Costs associated with operating a car, truck, or other vehicle are only tax deductible under certain circumstances. You must drive for business, medical purposes, because you are performing a charitable service, or sometimes because you are moving. The amount of your deduction is based on the number of miles you have driven for any of these tax-deductible purposes.
Business purposes include driving from your place of employment to another place of employment, meeting with clients, or going to a business meeting. Driving from your home to your place of work does not count as a business purpose: the Internal Revenue Service says that this is travel and is a personal expense. But if you maintain a home office, you travel from your home office to meet with a client or to conduct business is tax-deductible.
The deduction for business use of a vehicle is taken on Schedule C if you are self-employed, on Schedule F if you are a farmer, or as an itemized deduction as part of your unreimbursed business expenses on Form 2106 if you are an employee .
Medical purposes involve driving to obtain medical care for yourself or your dependents. The unit must be “primarily and essential for medical care,” according to the IRS. The deduction is taken on Schedule A as part of your itemized medical expenses.
Removals and Relocations
Starting in 2018, the Tax Cuts and Jobs Act of 2017 suspended the ability for non-military taxpayers to use the moving expense deduction. For tax years prior to 2018, the cost of driving your car to move to a new residence was deductible as part of the moving expense deduction if you moved for work-related reasons and your new place of employment was at least 50 miles further from your old home than the distance between your old home and your old job. You must also have worked for your new employer for at least 39 weeks during the 12 months immediately following your move. This deduction was taken on Form 3903.
You can deduct the cost of the car if you use it when you provide services to a charity. Driving to perform volunteer services for a church, charity or hospital would be deductible. This deduction is taken on your Schedule A as part of your charitable donations.
Deduction of your actual expenses
You have two options for deducting car and truck expenses. You can use your actual expenses, which include parking fees and tolls, vehicle registration fees, vehicle personal property taxes, lease and rental expenses, insurance, fuel and gasoline, repairs including oil changes, tires, and other routine maintenance, and depreciation. . The different car expenses are deductible depending on the purpose of the trip. For example, you cannot claim interest, depreciation, insurance, or repairs if you drive for charity.
Because expenses related to personal use or commuting are not deductible, you must calculate the percentage of your total miles you drove for a tax-deductible reason. If your total miles were 18,000 and 9,000 (or half) of them were for business purposes, you can claim a deduction of 50 percent of the above costs.
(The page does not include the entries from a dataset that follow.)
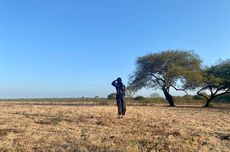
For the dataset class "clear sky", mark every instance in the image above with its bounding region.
[0,0,230,98]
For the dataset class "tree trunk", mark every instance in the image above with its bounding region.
[204,96,217,107]
[204,99,211,107]
[163,88,175,107]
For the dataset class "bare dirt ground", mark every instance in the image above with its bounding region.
[0,102,230,152]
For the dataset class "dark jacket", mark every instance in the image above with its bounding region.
[112,80,126,97]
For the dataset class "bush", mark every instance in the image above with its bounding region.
[192,95,204,100]
[134,96,145,100]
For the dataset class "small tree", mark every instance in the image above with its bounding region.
[197,60,230,107]
[129,50,201,106]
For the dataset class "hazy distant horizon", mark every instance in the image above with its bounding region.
[0,0,230,98]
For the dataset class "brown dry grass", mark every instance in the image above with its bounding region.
[0,102,230,152]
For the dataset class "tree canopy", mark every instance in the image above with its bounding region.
[197,60,230,107]
[129,50,201,106]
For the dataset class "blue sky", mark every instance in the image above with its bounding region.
[0,0,230,98]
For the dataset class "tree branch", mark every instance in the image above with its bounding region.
[197,86,208,100]
[171,85,188,94]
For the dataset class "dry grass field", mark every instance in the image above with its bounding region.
[0,102,230,152]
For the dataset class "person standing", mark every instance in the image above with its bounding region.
[112,77,126,118]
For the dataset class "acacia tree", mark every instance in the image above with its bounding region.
[129,50,201,106]
[197,60,230,107]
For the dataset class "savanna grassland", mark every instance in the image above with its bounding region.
[0,101,230,152]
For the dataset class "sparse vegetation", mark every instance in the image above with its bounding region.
[0,101,230,152]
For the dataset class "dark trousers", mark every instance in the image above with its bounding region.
[116,96,126,115]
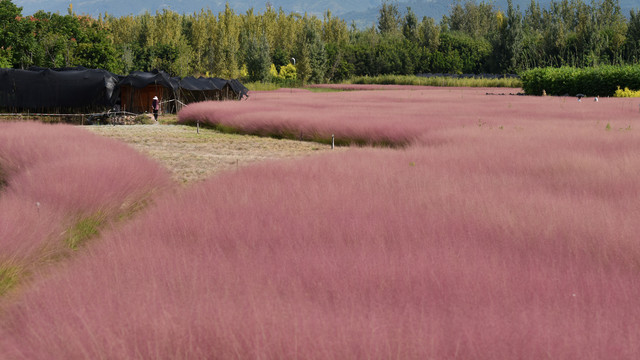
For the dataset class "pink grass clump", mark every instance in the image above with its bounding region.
[0,123,170,278]
[0,108,640,359]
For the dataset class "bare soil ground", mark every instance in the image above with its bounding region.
[84,125,331,184]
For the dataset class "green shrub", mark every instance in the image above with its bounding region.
[66,214,103,250]
[349,75,522,88]
[0,264,20,296]
[520,65,640,96]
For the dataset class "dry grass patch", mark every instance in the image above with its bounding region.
[85,125,331,183]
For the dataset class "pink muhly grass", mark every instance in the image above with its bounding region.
[0,114,640,359]
[0,123,170,284]
[179,87,638,146]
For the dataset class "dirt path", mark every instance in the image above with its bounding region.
[84,125,331,183]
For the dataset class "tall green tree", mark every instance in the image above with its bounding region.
[378,0,401,35]
[244,34,271,81]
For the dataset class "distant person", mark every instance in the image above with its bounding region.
[151,96,160,121]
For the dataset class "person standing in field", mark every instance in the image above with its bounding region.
[151,96,160,121]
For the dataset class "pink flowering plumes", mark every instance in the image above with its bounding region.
[0,123,170,266]
[0,89,640,359]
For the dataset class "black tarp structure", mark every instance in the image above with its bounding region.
[0,67,119,114]
[119,70,249,113]
[179,76,249,104]
[0,67,249,114]
[118,70,179,113]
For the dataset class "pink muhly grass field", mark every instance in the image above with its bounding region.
[179,86,640,146]
[0,104,640,359]
[0,123,170,278]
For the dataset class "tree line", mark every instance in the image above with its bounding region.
[0,0,640,83]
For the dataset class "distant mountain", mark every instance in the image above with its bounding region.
[13,0,640,27]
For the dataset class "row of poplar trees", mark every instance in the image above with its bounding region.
[0,0,640,82]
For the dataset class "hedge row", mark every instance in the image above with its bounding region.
[521,65,640,96]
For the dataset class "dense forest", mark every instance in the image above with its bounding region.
[0,0,640,83]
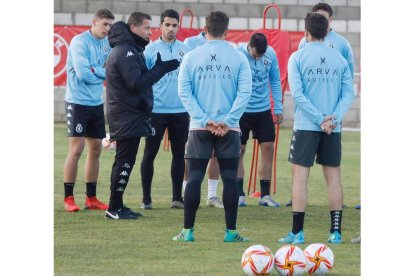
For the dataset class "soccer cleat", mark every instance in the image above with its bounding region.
[63,196,80,212]
[83,196,108,210]
[105,208,139,220]
[279,230,305,244]
[259,195,280,207]
[173,228,194,242]
[328,231,342,243]
[351,234,361,243]
[224,229,250,242]
[141,202,152,210]
[121,205,142,218]
[170,200,184,209]
[239,196,247,207]
[207,196,224,208]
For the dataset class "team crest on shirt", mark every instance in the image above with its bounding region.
[75,124,83,133]
[210,54,217,61]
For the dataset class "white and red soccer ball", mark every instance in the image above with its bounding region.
[241,244,274,275]
[304,243,335,274]
[275,245,306,276]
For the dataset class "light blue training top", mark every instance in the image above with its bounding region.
[288,42,354,132]
[298,29,354,78]
[237,45,283,114]
[178,40,252,129]
[184,32,207,50]
[144,37,190,113]
[65,30,111,106]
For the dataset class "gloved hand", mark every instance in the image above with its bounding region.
[154,52,180,75]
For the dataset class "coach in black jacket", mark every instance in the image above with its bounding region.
[105,12,180,219]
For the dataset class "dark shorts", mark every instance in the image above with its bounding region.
[185,130,241,159]
[288,130,341,167]
[239,110,275,145]
[65,102,106,139]
[146,112,190,143]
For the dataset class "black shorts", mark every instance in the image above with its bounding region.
[65,102,106,139]
[288,130,341,167]
[185,130,241,159]
[239,109,275,145]
[146,112,190,143]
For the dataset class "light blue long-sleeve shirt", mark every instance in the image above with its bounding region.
[65,30,111,106]
[184,32,207,50]
[298,29,354,78]
[288,42,354,132]
[237,45,283,114]
[178,40,252,129]
[144,37,190,113]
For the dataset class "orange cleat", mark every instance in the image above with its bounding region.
[63,196,80,212]
[84,196,108,211]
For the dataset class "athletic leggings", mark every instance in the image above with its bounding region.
[184,158,239,230]
[108,137,141,211]
[141,139,186,204]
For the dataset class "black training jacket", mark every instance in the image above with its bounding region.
[106,21,162,140]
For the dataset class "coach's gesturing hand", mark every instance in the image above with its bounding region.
[154,52,180,74]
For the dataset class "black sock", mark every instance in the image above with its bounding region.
[217,158,239,230]
[170,141,185,201]
[292,212,305,234]
[184,158,209,229]
[86,182,96,197]
[108,138,140,212]
[237,178,246,196]
[330,210,342,234]
[260,180,270,198]
[63,182,75,197]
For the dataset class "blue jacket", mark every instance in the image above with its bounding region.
[144,37,190,113]
[237,45,283,114]
[65,30,111,106]
[178,40,252,129]
[298,29,354,78]
[288,42,354,132]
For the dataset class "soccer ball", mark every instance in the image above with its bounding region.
[102,133,116,149]
[241,244,274,275]
[275,245,306,276]
[305,243,335,274]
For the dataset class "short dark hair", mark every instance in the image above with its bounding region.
[161,9,180,24]
[312,3,333,16]
[249,33,267,55]
[206,11,230,37]
[127,12,152,26]
[305,12,329,39]
[93,9,115,20]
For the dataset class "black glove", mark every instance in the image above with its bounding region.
[154,52,180,75]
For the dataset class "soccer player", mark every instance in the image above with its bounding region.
[285,3,354,207]
[173,11,252,242]
[237,33,283,207]
[141,9,190,209]
[105,12,180,220]
[279,13,354,244]
[63,9,115,212]
[183,32,224,208]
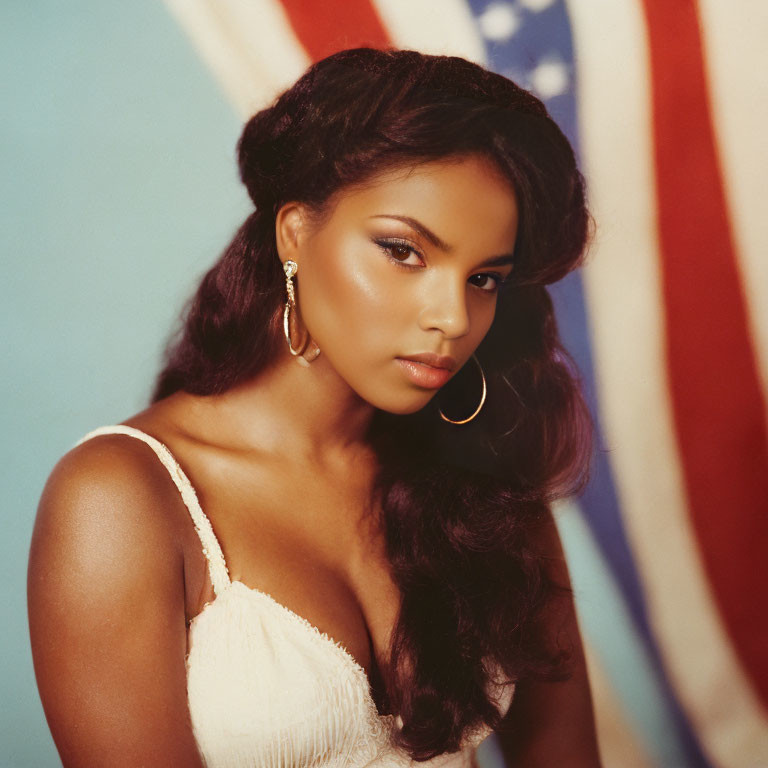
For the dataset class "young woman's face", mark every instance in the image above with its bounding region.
[277,156,518,414]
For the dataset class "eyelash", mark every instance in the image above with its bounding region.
[374,238,512,293]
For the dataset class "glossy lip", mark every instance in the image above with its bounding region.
[395,357,452,389]
[398,352,456,371]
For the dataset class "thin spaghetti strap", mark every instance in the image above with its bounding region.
[72,424,230,595]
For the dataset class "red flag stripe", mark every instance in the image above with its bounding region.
[640,0,768,706]
[281,0,392,61]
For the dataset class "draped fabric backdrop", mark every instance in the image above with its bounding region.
[3,0,768,768]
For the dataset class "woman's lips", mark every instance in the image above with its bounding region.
[395,357,451,389]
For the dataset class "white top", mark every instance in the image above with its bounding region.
[75,424,514,768]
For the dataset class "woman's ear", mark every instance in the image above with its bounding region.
[275,201,306,264]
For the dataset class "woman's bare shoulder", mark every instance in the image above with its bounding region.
[27,434,204,766]
[34,426,188,557]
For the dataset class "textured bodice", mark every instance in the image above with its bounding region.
[78,424,514,768]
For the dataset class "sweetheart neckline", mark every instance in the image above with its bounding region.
[188,579,396,721]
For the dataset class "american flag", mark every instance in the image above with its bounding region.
[160,0,768,768]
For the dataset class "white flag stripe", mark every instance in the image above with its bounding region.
[568,0,768,766]
[165,0,311,120]
[699,0,768,408]
[372,0,487,66]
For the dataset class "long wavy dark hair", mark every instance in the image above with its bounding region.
[152,48,593,760]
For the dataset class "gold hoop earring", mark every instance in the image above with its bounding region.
[283,259,320,365]
[438,352,488,424]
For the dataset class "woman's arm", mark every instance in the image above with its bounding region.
[27,436,203,768]
[497,512,601,768]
Claim for standard mileage rates
Your other option is to use the standard mileage rate to calculate your deduction. The rate varies depending on the reason you drive and is indexed for inflation, so it can go up or down each year. Simply multiply the applicable rate by the number of miles you drove to determine the dollar amount of your deduction.
Standard Mileage Rate Changes for Fiscal Years 2019-2021
|Business||58 cents per mile||57.5 cents per mile||56 cents per mile|
|medical or moving||20 cents per mile||17 cents per mile||16 cents per mile|
|charitable service||14 cents per mile||14 cents per mile||14 cents per mile|
Taxpayers can also deduct parking fees and tolls in addition to the standard mileage rate, but no other actual expenses.
Which is better, the actual charges or the standard mileage rate?
You can use whichever method results in a larger deduction. This can vary from person to person depending on how many miles you drive, how much depreciation you’re claiming, and all other expense variables. Run the numbers both ways and find out which will be better for your tax situation.
Claiming the standard mileage rate generally results in less paperwork and is more suitable for situations where you sometimes drive your car for work, charity, or medical appointments. It also saves you from having to dig up all your car-related expense receipts and count them at tax time.
However, if you choose to use the standard mileage rate, you must choose that method in the first year you use your car for business purposes. If you start by claiming actual expenses, you will stay with that method as long as the vehicle is used for business.
keep good records
It’s a good idea to keep a mileage log in case you ever get called to prove you’re eligible to deduct your car and truck expenses. Enter the date of each tax-deductible trip you take, showing how many miles you drove and for what purpose. You’ll also need to know the total number of miles you’ve driven during the year, so it’s a good idea to report your odometer reading at the beginning of each year.
You’ll also need to keep track of your car expenses. An easy way to keep track of these expenses is to use a personal finance program. This will make it easier to report your total car expenses for the year at tax time.